# Fishing



## Ry2017

Hello everyone!
Im after some advice on fishing in or around Hukuba in January. Not sure if its possible that time of year. Would love the opportunity whilst my sons and I are there. Any advice would be greatly appreciated.
Thanks 
Deborah


----------



## myrrh

Ry2017 said:


> Hello everyone!
> Im after some advice on fishing in or around Hukuba in January. Not sure if its possible that time of year. Would love the opportunity whilst my sons and I are there. Any advice would be greatly appreciated.
> Thanks
> Deborah


There is no "Hukuba" in Japan. Are you talking about Hakuba? If so, yes, there's plenty of fishing...as long as you're willing and able to tunnel through the 8-10 _*meters*_ of snow they'll have on the ground in January.

Good luck! :snowman:


----------



## Ry2017

I realise there will be fishing in the area but was unsure if any is possible in winter due to ice and snow, hence the question. Thought they may do ice fishing.
Obviously I miss spelt Hakuba, thanks for pointing that out, super helpful and didn't make me feel stupid at all.


----------



## myrrh

Ry2017 said:


> I realise there will be fishing in the area but was unsure if any is possible in winter due to ice and snow, hence the question. Thought they may do ice fishing.
> Obviously I miss spelt Hakuba, thanks for pointing that out, super helpful and didn't make me feel stupid at all.

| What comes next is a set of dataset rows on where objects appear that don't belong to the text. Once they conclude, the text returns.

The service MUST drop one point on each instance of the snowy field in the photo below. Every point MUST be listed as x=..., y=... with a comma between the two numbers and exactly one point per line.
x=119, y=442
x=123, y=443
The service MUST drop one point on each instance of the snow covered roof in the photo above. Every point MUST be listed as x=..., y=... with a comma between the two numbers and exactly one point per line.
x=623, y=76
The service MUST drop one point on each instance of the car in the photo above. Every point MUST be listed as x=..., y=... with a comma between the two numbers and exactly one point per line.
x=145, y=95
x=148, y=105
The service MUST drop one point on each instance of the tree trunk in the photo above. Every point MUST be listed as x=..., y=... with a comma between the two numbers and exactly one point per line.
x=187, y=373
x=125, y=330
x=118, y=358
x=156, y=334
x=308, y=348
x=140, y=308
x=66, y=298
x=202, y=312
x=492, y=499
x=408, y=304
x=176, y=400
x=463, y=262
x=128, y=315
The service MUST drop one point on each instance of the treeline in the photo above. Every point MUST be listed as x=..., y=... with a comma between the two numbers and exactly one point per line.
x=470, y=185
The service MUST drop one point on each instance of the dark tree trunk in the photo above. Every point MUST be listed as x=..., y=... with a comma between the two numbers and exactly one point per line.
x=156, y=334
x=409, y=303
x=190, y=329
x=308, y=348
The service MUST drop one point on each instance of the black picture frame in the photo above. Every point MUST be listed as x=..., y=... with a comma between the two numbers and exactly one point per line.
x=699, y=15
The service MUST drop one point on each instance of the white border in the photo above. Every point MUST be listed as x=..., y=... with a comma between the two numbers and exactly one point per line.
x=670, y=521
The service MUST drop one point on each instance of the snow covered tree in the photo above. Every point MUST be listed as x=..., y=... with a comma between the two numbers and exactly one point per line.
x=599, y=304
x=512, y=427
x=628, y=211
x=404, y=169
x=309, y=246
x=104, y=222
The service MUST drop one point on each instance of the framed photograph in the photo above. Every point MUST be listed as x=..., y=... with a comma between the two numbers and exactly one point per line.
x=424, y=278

As you are planning to go there in January, you know that Hakuba is a famous ski resort especially known for the 11+ meters (33+ feet) of snow they get _on average_ in January and February. (You could be going to Hakuba for no other reason--it's a tiny village located high in the mountains and known for nothing else.) Every single link in English about this tiny village explains this--when you reserved your tickets to go skiing in Hakuba, you would have read about it in some detail. 

I have been there in winter; the snow drifts are higher than many buildings, and a number of businesses can only be entered through carefully groomed corridors made through the snow. What kind of fishing (ice or otherwise) _could_ be available under these conditions? (Serious question.)


----------



## myrrh

Ry2017 said:


> Obviously I miss spelt Hakuba, thanks for pointing that out, super helpful and didn't make me feel stupid at all.


Oh, and clarifying the name wasn't meant to "make you feel stupid," but to, you know, confirm the name of the city. There are a lot of cities in Japan.


----------